Come dicevo, la vacanza era stata un incubo vestito da lite incessante e continua. Ma se da parte mia vigeva comunque la volontà di “lavare i panni sporchi in casa”, da quella dell’ottusissima Lepreh le cose erano totalmente distorte: Alberto metteva in mezzo alle nostre discussioni gli altri due che, giustamente, si ritrovavano a dover prendere delle parti che non volevano prendere. Se possibile, questo suo atteggiamento immaturo mi faceva incazzare ancora di più. La vacanza peggiore della mia vita, appunto.
Gli altri sarebbero ripartiti un giorno prima per questioni personali e io sarei rimasta per un giorno e mezzo da sola con un ragazzo che accennava i primi segni di squilibrio; perché quello che ancora non sapevo, nonostante l’anno passato insieme, era che il Leporide fosse molto incline all’aggressività una volta accesa la miccia della rabbia. Mi faceva paura? Decisamente.
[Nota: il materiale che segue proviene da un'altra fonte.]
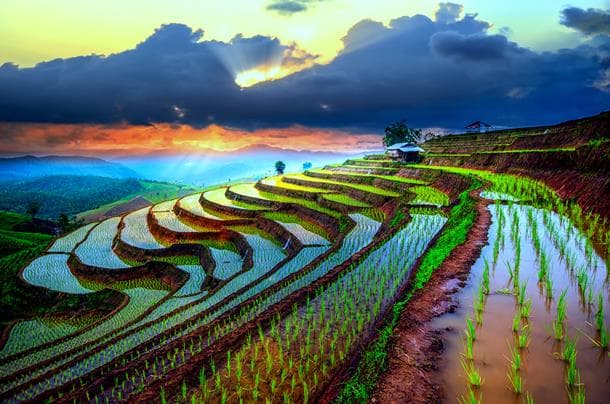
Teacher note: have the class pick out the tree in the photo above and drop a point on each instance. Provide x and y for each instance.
(280, 166)
(64, 222)
(67, 224)
(399, 132)
(33, 209)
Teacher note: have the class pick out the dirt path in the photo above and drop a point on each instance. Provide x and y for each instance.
(412, 375)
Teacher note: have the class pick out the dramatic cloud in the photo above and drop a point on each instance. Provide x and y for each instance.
(121, 139)
(473, 47)
(448, 12)
(444, 72)
(590, 22)
(289, 7)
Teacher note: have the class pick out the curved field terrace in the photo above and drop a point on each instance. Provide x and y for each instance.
(369, 280)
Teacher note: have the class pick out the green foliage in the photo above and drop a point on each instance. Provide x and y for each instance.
(64, 193)
(399, 132)
(280, 166)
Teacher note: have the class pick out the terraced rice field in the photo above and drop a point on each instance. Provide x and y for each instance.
(267, 291)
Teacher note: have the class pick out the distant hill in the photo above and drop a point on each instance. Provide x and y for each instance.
(35, 167)
(212, 167)
(67, 194)
(19, 232)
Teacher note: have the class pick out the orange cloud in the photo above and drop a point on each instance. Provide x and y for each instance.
(37, 138)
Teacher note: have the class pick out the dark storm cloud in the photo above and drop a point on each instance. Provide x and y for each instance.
(448, 12)
(476, 47)
(442, 72)
(590, 21)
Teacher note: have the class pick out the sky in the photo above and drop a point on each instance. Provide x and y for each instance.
(230, 73)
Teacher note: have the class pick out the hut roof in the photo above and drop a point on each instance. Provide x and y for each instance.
(405, 147)
(478, 124)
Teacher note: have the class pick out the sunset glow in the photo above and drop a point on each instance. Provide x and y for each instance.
(166, 138)
(251, 77)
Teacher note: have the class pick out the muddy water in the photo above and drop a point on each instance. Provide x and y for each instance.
(543, 373)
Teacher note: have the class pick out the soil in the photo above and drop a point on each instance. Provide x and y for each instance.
(412, 376)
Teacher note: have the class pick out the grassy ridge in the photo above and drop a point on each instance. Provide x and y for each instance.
(374, 358)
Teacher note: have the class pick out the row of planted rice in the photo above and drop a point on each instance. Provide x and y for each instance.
(158, 317)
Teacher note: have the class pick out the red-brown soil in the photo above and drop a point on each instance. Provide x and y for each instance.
(416, 347)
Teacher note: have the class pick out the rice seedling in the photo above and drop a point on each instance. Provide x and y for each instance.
(599, 314)
(572, 375)
(524, 337)
(472, 374)
(516, 322)
(515, 380)
(471, 333)
(525, 309)
(515, 358)
(470, 398)
(562, 306)
(577, 395)
(485, 278)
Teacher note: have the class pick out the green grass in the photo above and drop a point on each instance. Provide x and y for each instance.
(252, 191)
(12, 241)
(447, 155)
(218, 196)
(366, 188)
(396, 178)
(9, 220)
(374, 357)
(152, 191)
(289, 218)
(276, 181)
(557, 149)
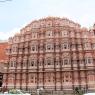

Mi sarei comportata bene? Assolutamente no.
La sera stessa che i due partirono, Alberto mi fece un discorso di cui non ricordo molto perché mentre lui parlava, io mi stavo addormentando. Alla fine, colpa anche del sonno disturbato dalla sua voce, sbottai e gli dissi che avrei preferito farlo una volta tornati a casa, ma che tanto valesse togliersi subito il pensiero e lo lasciai. Certamente se l’era aspettato, ma quando mi aveva chiesto se lo facessi per l’altro, risposi - di nuovo in dormiveglia - che non fosse così perché il mio amico era gay.

So cosa state pensando e lo penso pure io. Non mi giustificherò, so perfettamente di aver fatto l’ennesima stronzata senza via di ritorno, perciò lascerò le cose così senza ulteriori spiegazioni.
La giornata seguente era stata triste e silenziosa: andammo in spiaggia, chiacchierammo tranquillamente, preparammo le nostre cose e nel pomeriggio ci dirigemmo all’aeroporto. Sull’aereo Alberto mi tenne la mano dolcemente, sapendo che sarebbe stata l’unica cosa che mi avrebbe distratta dal panico che provo nel volare. E io quasi mi pentii di averlo lasciato in tronco.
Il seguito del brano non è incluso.